For what purpose?
Creating an infinite loop that updates a file and commits it is hardly worthy of a job offer.
It's entirely possible that such a load test has been considered, but deemed non-realistic so not prioritised for some time. If I were running the QA team I'd be annoyed if time were spent on abusive destructive testing than realistic testing that real-world users may experience, especially because load testing like this would have to be on an identical environment to PROD so rather expensive.
It reminds me of that old QA joke:
A QA engineer walks into a bar and orders a beer. She orders 2 beers.
She orders 0 beers.
She orders -1 beers.
She orders a lizard.
She orders a NULLPTR.
She tries to leave without paying.
Satisfied, she declares the bar ready for business. The first customer comes in an orders a beer.
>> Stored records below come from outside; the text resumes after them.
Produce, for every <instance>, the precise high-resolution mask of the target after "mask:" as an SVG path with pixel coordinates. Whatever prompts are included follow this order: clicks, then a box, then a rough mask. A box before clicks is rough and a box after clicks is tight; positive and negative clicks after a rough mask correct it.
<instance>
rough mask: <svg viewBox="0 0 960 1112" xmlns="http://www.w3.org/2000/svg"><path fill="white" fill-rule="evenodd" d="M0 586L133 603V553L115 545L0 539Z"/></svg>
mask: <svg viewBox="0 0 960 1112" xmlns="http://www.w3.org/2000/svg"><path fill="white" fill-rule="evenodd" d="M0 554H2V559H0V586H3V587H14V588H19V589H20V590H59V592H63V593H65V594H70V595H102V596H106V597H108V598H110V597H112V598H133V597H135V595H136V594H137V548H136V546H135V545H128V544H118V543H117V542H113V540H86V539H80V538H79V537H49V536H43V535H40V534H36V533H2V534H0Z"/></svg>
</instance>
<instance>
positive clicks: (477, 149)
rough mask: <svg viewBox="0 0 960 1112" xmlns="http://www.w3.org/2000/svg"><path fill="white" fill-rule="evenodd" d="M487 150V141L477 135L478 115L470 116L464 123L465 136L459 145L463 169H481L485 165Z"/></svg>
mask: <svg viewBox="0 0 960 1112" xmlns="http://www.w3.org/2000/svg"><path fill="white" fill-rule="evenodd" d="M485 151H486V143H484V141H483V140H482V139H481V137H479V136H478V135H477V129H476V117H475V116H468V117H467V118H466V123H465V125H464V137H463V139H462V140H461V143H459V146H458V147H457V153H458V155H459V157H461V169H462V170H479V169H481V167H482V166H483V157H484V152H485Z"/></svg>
They finish their drink, and then ask where the bathroom is.
The bar explodes.
GitHub hasn't failed here - it continued to perform at normal levels for other users, so far as I can see, and they had an upstream process which caught the issue without the system failing. Maybe some exploratory testing had previously identified where that process should kick in, but without having an automated process since it was so unlikely to happen.
Not really. GitHub has been around for over a decade. People bother with problems that have a realistic chance of happening. If GitHub didn't bothered to rate limit commits it means it was a potential issue that didn't manifested itself for over a decade.
People tend to bother about problems that happen. Otherwise everyone would be freaking out because of killer asteroids.